Asymptotic Behavior of a Viscoelastic Fluid in a Closed Loop Thermosyphon: Physical Derivation, Asymptotic Analysis, and Numerical Experiments

1Grupo de Dinámica No Lineal (DNL), Escuela Técnica Superior de Ingeniería (ICAI), Universidad Pontificia Comillas, 28015 Madrid, Spain
2ICAI, Grupo Interdisciplinar de Sistemas Complejos (GISC) and DNL, Universidad Pontificia Comillas, 28015 Madrid, Spain

Received 11 February 2013; Accepted 19 April 2013

Academic Editor: Douglas Anderson

Copyright © 2013 Justine Yasappan et al.
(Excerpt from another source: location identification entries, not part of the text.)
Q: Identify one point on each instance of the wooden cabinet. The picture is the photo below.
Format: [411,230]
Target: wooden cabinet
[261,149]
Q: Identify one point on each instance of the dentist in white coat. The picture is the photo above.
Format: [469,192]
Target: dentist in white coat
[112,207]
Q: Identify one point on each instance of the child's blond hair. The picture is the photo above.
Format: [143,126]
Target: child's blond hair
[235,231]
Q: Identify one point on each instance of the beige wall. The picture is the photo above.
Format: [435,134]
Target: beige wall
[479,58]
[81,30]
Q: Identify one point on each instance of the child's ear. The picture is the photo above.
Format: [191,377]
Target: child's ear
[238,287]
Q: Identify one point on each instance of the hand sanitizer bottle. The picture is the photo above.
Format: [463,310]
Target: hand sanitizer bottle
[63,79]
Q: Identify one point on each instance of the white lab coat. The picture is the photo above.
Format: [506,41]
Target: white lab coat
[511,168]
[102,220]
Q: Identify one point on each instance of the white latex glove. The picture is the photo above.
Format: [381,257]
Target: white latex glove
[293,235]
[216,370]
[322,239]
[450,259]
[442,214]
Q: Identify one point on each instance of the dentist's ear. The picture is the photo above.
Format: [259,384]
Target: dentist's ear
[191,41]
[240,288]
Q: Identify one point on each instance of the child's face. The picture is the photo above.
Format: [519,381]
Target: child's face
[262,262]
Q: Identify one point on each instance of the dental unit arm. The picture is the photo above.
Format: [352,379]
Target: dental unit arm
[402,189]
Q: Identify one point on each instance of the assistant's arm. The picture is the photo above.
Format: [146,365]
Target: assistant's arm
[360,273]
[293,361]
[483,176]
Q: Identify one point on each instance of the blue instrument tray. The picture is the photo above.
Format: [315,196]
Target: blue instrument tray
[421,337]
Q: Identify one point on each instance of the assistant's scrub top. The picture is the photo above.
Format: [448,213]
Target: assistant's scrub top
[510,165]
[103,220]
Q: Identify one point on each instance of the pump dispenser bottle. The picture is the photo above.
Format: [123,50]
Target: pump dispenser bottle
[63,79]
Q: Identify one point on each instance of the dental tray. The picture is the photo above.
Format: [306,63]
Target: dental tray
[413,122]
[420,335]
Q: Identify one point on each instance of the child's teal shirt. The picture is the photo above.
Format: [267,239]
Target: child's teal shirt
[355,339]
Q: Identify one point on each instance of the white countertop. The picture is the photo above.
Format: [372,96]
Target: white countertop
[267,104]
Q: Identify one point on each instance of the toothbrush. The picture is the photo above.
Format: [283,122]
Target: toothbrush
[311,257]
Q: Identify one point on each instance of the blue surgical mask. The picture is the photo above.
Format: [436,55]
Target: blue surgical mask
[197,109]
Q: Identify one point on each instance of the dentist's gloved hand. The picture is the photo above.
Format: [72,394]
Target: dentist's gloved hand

This is an open access article distributed under the Creative Commons Attribution License, which permits unrestricted use, distribution, and reproduction in any medium, provided the original work is properly cited.


Fluids subject to thermal gradients produce complex behaviors that arise from the competition with gravitational effects. Although such sort of systems have been widely studied in the literature for simple (Newtonian) fluids, the behavior of viscoelastic fluids has not been explored thus far. We present a theoretical study of the dynamics of a Maxwell viscoelastic fluid in a closed-loop thermosyphon. This sort of fluid presents elastic-like behavior and memory effects. We study the asymptotic properties of the fluid inside the thermosyphon and the exact equations of motion in the inertial manifold that characterizes the asymptotic behavior. We derive, for the first time, the mathematical derivations of the motion of a viscoelastic fluid in the interior of a closed-loop thermosyphon under the effects of natural convection and a given external temperature gradient.